The team determined that a grain of lunar zircon crystals from the Apollo 17 landing site is 4.46 billion years old. This timeline fits well with earlier predictions about the formation of the Moon, but the study offers new empirical proof that the Moon has been at Earth’s side—and indeed, was likely once a part of it—for almost all of the solar system’s history.
The scientific community has long thought the Moon formed from the rocky detritus of a catastrophic collision between Earth and a Mars-sized planet in the early solar system. The crash was so energetic that the infant Moon was covered in a liquid magma ocean for millions of years before it eventually cooled into a solid surface.
While the Moon was likely forged by an ancient dustup, there has been some debate about the timeline of both the collision and the subsequent crystallization of the lunar surface into a solid material.
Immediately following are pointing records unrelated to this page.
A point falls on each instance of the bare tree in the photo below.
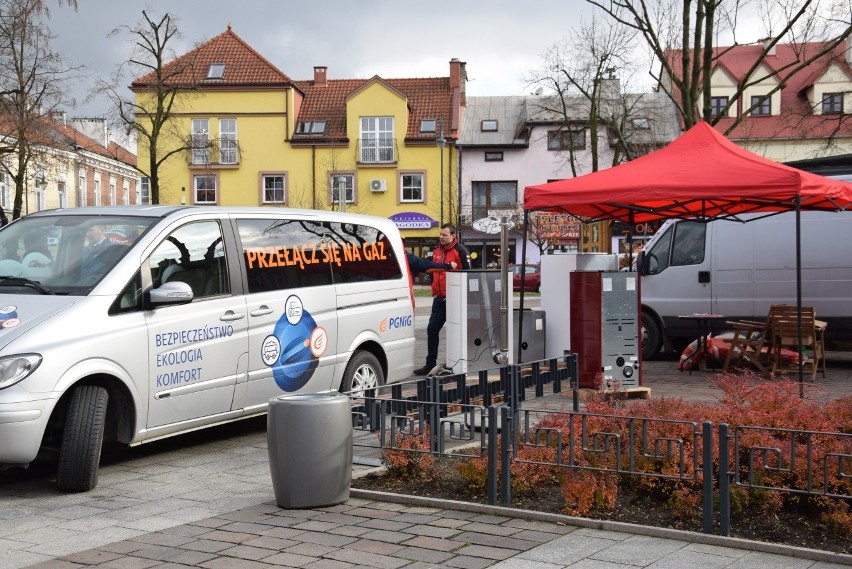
(159, 93)
(580, 70)
(681, 36)
(32, 79)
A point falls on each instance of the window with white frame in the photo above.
(411, 188)
(832, 103)
(718, 106)
(274, 188)
(82, 195)
(377, 140)
(144, 196)
(5, 193)
(428, 125)
(228, 141)
(204, 189)
(200, 141)
(344, 183)
(310, 127)
(566, 139)
(63, 193)
(761, 105)
(493, 195)
(97, 188)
Solving these mysteries is important in part because the Moon exerts enormous influence over Earth, from stabilizing the climate to producing tides, suggesting that it played a key role in the emergence of life on our world.
Now, a team led by Jennika Greer, a research associate in Earth sciences at the University of Glasgow, has pinned down a new minimum age for the Moon by examining lunar zircon crystals with advanced techniques. The results suggest that these crystals first solidified from a liquid magma ocean about 4.46 billion years ago, making this zircon “the oldest evidence found to date for lunar zircon crystallization,” according to a study published on Monday in Geochemical Perspective Letters.
“These findings require pushing the timing of the solidification of the lunar crust to within at least the first 100 million years of the formation of the solar system and provide a minimum age for the Giant Impact event that formed the Earth-Moon system,” Greer and her colleagues wrote in the study.
“This serves as an anchoring age interval for the onset of the intense gravitational effects that the early, much closer Moon had on the young Earth, as well as when the Moon began recording a history of bombardments,” the researchers added.
Many previous studies have tried to pinpoint the earliest age of the Moon, but Greer and her colleagues were able to build on this work with a sophisticated technique called atom probe tomography.
The process involved whittling down nanoscale samples of lunar dust retrieved from a valley called Taurus–Littrow, where Apollo 17 landed in December 1972, in what was the last mission by humans to the lunar surface. The researchers then fed evaporated particles of dust crystals through a device that could read fine details about their composition. This allowed the team to figure out how much uranium in the sample had decayed into lead over geological timescales, providing a new estimate for the age of the Moon at 4.46 billion years.
The results push the age of the first preserved lunar crust back by about 40 million years, which implies that the Moon solidified within 110 million years after the birth of the solar system. The ancient collision that created the Moon would have, in turn, occurred several millions years before the formation of these ancient zircon crystals.
While scientists are one step closer to understanding the origin of our closest neighbor, the Moon is still full of secrets. In the future, researchers hope to constrain the timeline and nature of the giant Moon-forming collision, and to assess how the fallout of that ancient event contributed to the emergence of life as we know it on Earth today.